The White House has also warned against abuse and fraud of H-1B visas by companies.
"The Trump Administration will be enforcing laws protecting American workers from discriminating hiring practices," White House Press Secretary Sean Spicer told reporters at his daily news conference.
The warnings came as the government began accepting employers' H-1B visa petitions for the next fiscal year beginning October 1.
The US Citizenship and Immigration Services (USCIS) yesterday also announced multiple measures to "deter and detect" what it described as "fraud and abuse" of H-1B work visas.
The US announcement indicated that its government will be tough in approval of H-1B visas this year.
The USCIS has a Congressional mandate to issue 65,000 H-1B visas in the general category and another 20,000 for applicants from US universities in science, technology, engineering and mathematics.
Asserting that its multiple measures will further "deter and detect H-1B visa fraud and abuse", the USCIS said the H-1B visa programme should help US companies recruit highly-skilled foreign nationals when there is a shortage of qualified workers in the country.
"Yet, too many American workers who are as qualified, willing and deserving to work in these fields have been ignored or unfairly disadvantaged. Protecting American workers by combating fraud in our employment-based immigration programs is a priority for the USCIS," a statement said.
The H-1B visa programme allows US companies to temporarily employ foreign workers in specialty occupations such as science and IT.
Indian tech giants like TCS, Infosys and Wipro are among the major beneficiaries of H-1B visas.
During his election campaign, President Donald Trump had promised to increase scrutiny on the H-1B and L-1 visa programmes.
The anti-discrimination provision of the Immigration and Nationality Act (INA) generally prohibits employers from discriminating against US workers because of their citizenship or national origin in hiring, firing and recruiting.

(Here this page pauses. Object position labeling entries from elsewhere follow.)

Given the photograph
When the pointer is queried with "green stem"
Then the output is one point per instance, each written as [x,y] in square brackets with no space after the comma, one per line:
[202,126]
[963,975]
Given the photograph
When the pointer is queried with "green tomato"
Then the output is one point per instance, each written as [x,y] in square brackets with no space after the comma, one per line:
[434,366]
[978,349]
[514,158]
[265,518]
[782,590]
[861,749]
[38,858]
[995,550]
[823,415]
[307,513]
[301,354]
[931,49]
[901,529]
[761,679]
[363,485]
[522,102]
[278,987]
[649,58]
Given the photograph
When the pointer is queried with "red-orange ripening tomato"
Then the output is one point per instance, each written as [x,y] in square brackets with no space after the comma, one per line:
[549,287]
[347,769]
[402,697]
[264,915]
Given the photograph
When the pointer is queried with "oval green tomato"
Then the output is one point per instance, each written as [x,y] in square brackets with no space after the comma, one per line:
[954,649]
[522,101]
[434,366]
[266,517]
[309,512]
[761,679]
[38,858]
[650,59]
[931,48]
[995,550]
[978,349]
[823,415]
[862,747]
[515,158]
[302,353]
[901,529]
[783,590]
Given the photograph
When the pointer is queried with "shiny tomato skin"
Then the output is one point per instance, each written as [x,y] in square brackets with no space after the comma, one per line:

"Employers violate the INA if they have a discriminatory hiring preference that favours H-1B visa holders over US workers," the Justice Department said in a statement.
"US workers should not be placed in a disfavoured status, and the department is wholeheartedly committed to investigating and vigorously prosecuting these claims,"
Tom Wheeler warned.
The USCIS has also announced an email helpline against abuse and fraud of H-1B visas. It says it will make unannounced site visits to H-1B petitioners and their employees.
The site visits are not meant to target non-immigrant employees but rather to identify employers who are abusing the system, it said.